I "think" it might be some kind of dragon-fly or caddis-fly larva. (not an expert here).

I base this on seeing similar beasts when in my early years I identified similar creatures whilst dipping in ponds when I was at school.  I actually found something similar last year when I got my plants into my tank, the creature had made a little tunnel nest out of bits of plant and was sitting at the water's surface in the plants in the tube it'd attached to the plants.  When I got it out when pruning the plants the little guy legged it, it was pretty vicious looking and I think when they get larger they can sometimes predate on small fish.

I "think" they do breathe air, through their tail I think (but I'm pretty fuzzy on if this is right) so I'd imagine it'd survive for a little while out of the water, but I don't think it'd live for too long out of the tank as it'd probably dry-out.

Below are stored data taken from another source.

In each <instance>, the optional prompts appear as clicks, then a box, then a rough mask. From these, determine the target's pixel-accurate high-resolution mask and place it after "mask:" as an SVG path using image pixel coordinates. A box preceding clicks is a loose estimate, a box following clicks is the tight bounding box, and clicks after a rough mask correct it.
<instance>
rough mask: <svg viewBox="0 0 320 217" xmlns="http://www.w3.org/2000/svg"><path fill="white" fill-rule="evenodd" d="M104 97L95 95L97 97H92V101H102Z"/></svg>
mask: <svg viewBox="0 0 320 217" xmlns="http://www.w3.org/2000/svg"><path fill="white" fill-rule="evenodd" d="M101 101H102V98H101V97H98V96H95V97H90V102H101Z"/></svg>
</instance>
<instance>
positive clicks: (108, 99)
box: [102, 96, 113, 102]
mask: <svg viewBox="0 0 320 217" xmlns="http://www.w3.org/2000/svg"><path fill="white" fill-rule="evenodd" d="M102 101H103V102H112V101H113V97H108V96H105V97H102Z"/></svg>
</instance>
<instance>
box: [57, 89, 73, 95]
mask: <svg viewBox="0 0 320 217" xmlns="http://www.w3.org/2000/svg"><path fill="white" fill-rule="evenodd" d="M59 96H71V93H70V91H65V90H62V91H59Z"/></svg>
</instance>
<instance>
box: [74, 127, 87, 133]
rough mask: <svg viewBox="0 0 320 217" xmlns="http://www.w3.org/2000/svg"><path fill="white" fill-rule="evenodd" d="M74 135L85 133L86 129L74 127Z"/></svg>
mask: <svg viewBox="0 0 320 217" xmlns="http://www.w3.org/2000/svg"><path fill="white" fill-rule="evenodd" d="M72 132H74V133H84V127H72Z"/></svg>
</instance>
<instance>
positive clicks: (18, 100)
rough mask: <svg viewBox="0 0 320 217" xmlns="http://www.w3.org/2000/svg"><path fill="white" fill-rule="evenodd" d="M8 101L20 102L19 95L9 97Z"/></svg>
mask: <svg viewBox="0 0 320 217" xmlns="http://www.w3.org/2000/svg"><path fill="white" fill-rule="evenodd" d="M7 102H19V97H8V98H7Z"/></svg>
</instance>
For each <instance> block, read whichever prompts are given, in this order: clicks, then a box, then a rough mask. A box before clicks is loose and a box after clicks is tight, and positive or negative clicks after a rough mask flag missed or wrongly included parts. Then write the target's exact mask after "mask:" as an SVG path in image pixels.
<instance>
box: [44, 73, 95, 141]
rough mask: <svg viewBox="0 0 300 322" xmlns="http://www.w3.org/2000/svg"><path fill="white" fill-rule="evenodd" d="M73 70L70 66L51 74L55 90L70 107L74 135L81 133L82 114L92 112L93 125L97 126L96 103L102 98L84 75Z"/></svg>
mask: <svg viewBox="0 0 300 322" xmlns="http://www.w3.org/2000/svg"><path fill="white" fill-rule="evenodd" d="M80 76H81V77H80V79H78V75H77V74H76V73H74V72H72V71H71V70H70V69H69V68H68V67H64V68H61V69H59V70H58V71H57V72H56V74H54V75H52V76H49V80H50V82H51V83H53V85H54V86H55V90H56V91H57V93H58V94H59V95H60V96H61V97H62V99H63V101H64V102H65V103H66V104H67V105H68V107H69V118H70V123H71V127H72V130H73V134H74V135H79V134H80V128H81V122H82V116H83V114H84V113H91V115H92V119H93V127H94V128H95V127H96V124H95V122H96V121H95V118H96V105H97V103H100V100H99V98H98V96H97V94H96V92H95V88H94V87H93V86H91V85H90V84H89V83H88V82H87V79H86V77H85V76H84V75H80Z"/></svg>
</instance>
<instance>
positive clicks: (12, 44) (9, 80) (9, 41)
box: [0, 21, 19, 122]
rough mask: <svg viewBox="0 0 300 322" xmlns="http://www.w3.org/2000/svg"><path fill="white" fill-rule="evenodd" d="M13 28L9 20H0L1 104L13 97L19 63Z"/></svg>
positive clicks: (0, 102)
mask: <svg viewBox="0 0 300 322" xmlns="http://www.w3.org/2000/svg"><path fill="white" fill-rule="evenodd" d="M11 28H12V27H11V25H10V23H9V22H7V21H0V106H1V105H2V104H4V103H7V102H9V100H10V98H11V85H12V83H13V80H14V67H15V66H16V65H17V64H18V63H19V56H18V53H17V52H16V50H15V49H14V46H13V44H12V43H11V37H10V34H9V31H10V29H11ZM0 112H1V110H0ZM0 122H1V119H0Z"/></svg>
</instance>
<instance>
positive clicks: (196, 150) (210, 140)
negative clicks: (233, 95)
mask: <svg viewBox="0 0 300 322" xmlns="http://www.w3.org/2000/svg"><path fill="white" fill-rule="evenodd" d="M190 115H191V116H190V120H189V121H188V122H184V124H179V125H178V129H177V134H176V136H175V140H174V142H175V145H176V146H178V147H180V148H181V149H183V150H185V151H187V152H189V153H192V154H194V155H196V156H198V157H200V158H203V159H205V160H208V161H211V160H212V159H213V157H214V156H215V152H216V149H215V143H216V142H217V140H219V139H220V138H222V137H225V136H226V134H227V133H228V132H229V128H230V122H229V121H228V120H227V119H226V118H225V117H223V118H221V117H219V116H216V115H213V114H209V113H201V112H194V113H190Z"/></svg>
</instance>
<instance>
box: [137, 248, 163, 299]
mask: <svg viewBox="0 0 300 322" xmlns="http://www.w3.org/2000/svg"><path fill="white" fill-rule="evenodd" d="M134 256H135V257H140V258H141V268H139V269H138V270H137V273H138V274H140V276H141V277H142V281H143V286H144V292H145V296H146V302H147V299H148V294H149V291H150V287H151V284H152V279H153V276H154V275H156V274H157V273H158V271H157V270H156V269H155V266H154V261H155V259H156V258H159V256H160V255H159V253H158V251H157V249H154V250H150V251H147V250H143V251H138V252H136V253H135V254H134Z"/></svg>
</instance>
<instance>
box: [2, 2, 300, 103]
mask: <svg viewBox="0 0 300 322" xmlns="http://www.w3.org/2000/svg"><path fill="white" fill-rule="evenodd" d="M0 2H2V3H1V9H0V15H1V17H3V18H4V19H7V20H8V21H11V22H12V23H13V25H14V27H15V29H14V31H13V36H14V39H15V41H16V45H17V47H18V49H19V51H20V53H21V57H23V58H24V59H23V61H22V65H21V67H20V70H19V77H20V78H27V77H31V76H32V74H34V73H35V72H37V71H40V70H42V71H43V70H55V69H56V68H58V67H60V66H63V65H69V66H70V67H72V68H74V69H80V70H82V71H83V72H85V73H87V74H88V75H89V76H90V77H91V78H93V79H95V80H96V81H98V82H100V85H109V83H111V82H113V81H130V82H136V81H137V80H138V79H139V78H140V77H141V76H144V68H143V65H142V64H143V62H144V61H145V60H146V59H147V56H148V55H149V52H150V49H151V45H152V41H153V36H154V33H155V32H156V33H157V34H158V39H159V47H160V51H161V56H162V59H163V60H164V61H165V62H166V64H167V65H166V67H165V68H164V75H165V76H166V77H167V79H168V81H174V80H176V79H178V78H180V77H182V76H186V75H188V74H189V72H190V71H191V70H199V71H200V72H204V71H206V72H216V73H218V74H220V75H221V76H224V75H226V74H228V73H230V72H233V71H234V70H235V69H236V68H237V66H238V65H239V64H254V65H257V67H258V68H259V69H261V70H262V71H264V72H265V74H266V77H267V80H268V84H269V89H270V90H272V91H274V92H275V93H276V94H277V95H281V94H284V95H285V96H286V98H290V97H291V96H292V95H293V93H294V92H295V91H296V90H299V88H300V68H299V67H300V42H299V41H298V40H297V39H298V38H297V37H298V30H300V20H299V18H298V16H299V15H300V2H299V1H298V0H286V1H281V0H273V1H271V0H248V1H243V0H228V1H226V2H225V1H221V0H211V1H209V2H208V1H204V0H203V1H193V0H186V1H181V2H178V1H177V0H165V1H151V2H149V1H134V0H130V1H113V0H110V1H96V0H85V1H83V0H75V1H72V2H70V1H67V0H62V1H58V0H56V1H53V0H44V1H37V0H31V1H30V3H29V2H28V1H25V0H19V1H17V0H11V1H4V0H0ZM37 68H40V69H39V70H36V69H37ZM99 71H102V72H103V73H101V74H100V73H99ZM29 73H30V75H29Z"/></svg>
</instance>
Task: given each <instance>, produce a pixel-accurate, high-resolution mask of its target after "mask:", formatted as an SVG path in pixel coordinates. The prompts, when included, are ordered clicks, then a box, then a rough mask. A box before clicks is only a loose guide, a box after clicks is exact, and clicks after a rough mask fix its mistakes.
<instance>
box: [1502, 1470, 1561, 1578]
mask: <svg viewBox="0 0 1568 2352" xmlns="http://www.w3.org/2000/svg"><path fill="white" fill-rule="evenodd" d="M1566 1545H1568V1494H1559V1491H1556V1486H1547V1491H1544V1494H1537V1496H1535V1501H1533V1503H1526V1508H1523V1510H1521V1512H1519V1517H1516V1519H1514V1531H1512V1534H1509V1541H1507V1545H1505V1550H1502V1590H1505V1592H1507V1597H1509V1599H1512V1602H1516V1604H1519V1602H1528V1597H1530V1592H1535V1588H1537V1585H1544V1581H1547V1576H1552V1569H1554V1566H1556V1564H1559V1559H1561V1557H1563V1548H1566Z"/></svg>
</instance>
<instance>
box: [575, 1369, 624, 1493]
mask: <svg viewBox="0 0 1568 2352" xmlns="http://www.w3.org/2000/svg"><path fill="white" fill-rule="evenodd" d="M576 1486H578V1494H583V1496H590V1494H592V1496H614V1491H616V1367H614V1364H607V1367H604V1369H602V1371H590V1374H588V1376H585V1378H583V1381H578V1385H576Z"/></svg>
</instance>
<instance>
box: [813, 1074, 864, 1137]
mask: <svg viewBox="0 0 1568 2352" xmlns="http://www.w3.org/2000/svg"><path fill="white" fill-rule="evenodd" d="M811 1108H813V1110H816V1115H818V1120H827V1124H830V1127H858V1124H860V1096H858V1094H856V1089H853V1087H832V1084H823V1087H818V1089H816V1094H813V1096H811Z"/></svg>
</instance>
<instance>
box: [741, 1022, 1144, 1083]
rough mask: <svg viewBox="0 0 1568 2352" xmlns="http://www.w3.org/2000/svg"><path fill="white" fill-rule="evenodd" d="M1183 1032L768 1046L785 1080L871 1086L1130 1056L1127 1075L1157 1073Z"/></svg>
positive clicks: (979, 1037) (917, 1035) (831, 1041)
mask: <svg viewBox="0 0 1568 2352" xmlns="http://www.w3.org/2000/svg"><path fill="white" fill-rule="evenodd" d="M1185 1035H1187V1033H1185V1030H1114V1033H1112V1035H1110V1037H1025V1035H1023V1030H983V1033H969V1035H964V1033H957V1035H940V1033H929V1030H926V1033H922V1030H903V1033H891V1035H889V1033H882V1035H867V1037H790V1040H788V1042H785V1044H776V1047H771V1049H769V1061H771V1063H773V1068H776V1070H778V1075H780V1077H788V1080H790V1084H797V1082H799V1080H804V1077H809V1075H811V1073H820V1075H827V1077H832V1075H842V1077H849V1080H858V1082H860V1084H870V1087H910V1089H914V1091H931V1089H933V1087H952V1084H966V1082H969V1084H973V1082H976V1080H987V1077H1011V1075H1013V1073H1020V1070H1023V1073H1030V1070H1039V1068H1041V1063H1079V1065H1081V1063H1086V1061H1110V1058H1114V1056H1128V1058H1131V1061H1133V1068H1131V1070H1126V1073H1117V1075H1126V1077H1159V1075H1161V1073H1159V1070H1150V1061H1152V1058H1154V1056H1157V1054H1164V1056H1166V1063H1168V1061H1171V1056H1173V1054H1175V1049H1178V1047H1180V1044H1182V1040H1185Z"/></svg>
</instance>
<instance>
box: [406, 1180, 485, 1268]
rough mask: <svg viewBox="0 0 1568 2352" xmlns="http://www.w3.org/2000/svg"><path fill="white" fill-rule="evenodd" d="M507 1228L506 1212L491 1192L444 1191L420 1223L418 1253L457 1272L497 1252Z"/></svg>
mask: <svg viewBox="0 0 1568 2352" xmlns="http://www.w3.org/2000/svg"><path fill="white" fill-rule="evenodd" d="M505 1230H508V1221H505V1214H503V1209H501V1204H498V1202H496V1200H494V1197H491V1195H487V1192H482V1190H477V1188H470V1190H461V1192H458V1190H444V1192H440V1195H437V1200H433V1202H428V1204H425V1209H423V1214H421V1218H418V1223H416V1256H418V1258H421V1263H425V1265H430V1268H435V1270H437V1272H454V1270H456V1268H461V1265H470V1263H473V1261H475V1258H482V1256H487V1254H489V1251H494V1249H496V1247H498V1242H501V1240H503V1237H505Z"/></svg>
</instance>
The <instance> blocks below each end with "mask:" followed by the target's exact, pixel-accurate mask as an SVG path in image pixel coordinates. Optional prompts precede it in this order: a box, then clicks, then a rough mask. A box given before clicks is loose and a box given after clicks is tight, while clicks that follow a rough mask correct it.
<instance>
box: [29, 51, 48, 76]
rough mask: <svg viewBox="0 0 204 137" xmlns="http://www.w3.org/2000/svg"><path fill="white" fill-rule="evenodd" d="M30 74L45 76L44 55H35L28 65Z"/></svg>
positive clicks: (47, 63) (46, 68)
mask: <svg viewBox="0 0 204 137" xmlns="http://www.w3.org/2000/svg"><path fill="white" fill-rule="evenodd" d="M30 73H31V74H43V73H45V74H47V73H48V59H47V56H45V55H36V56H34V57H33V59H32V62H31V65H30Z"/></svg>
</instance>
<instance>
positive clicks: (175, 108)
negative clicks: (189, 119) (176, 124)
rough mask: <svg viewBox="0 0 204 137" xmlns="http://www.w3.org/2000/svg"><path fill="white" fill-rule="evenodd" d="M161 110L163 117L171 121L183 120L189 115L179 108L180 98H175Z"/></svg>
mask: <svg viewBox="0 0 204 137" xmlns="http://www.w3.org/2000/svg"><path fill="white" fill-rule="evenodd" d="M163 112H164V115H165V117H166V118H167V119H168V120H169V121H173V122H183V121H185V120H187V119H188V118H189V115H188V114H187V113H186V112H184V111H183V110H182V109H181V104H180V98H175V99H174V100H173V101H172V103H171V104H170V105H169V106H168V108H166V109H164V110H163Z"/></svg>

I'd ask for a second opinion but I guess it gives you a little more to google on?

Hope that helps,

Matt


----------



## ScottYalloP (2 Oct 2009)

there were 2 of them i managed to get one but not the other, they didn't seem to bother the shrimp at all.


----------



## Stu Worrall (2 Oct 2009)

take off and nuke it from orbit... its the only way to be sure


----------



## ScottYalloP (2 Oct 2009)

stuworrall said:
			
		

> take off and nuke it from orbit... its the only way to be sure



Sounds like a plan  Dam i cant find the other 1 !


----------



## YzemaN (3 Oct 2009)

Whatever you do, don't go into the air ducts!


----------



## Themuleous (6 Oct 2009)

Looks like a mayfly or stone fly larvae.  Should be pretty harmless as it shouldn't get much bigger.

http://images.google.co.uk/images?clien ... a=N&tab=wi



Sam


----------



## LondonDragon (6 Oct 2009)

Yep dragon fly larvae, after it gets to a certain size it will start hunting your shrimp and smaller fish and eating them  you have been warned!!


----------



## Themuleous (6 Oct 2009)

Don't think its dragonfly, abdomen isn't flat or large enough.

Sam


----------



## LondonDragon (6 Oct 2009)

Themuleous said:
			
		

> Don't think its dragonfly, abdomen isn't flat or large enough.
> Sam


I still wouldn't be happy with it in my tank, to be safe better to get rid of them


----------



## Themuleous (6 Oct 2009)

Ture!


----------